L’article 371-4 du Code civil prévoit que : « L’enfant a le droit d’entretenir des relations personnelles avec ses ascendants. »

Mais en pratique, les séparations familiales, les conflits entre adultes ou les ruptures de communication rendent parfois ce lien très difficile à maintenir, notamment avec les grands-parents.

La jurisprudence de la Cour de cassation illustre bien la recherche d’équilibre opérée par les juges.

Dans un arrêt du 15 février 2023 (Cass. civ. 1ère, n° 21-18.498), la Cour de cassation a validé un droit de correspondance et de visite accordé à des grands-parents malgré :

• un conflit familial important,

• et l’opposition exprimée par un adolescent de 13 ans.

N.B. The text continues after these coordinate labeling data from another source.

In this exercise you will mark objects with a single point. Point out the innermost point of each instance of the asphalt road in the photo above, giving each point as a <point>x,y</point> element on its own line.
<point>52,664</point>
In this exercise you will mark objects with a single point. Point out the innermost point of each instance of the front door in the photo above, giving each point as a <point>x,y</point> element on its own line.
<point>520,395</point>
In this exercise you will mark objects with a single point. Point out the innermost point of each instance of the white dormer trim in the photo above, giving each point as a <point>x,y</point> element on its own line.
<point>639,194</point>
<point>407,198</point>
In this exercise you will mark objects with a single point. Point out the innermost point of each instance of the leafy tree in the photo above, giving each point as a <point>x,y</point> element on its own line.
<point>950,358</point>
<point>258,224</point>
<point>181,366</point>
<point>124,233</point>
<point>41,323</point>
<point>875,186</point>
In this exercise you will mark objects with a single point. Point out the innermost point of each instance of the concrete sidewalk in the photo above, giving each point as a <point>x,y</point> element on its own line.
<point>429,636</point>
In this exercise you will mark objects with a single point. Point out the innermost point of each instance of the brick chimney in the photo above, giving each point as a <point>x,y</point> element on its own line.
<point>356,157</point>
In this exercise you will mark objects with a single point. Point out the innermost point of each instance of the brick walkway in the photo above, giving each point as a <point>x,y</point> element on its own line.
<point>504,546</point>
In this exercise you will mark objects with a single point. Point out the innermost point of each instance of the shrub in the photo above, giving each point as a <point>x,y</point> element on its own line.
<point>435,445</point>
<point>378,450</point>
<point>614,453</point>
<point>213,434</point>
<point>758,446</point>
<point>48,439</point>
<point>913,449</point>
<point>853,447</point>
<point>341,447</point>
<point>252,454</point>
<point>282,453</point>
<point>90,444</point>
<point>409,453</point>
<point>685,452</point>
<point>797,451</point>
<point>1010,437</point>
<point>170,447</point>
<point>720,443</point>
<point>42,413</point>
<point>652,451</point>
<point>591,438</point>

Les juges ont notamment retenu l’importance de préserver le rattachement des enfants à leur lignée paternelle.

À l’inverse, d’autres décisions rappellent régulièrement que ce droit n’a rien d’automatique. Ainsi, lorsque le maintien des relations apparaît contraire à l’intérêt supérieur de l’enfant, le juge peut limiter, encadrer, voire refuser tout droit de visite.

C’est donc toujours une appréciation très concrète qui guide les juridictions :

• qualité des liens antérieurs,

• intensité du conflit familial,

• âge et parole de l’enfant,

• risques de déstabilisation,

• capacité des adultes à préserver l’enfant du conflit…

Dans ce cadre, l’audition de l’enfant ou de l’adolescent, assisté de son propre avocat, permet d’aiguiller le juge et de lui donner davantage d’éléments concrets pour rendre sa décision.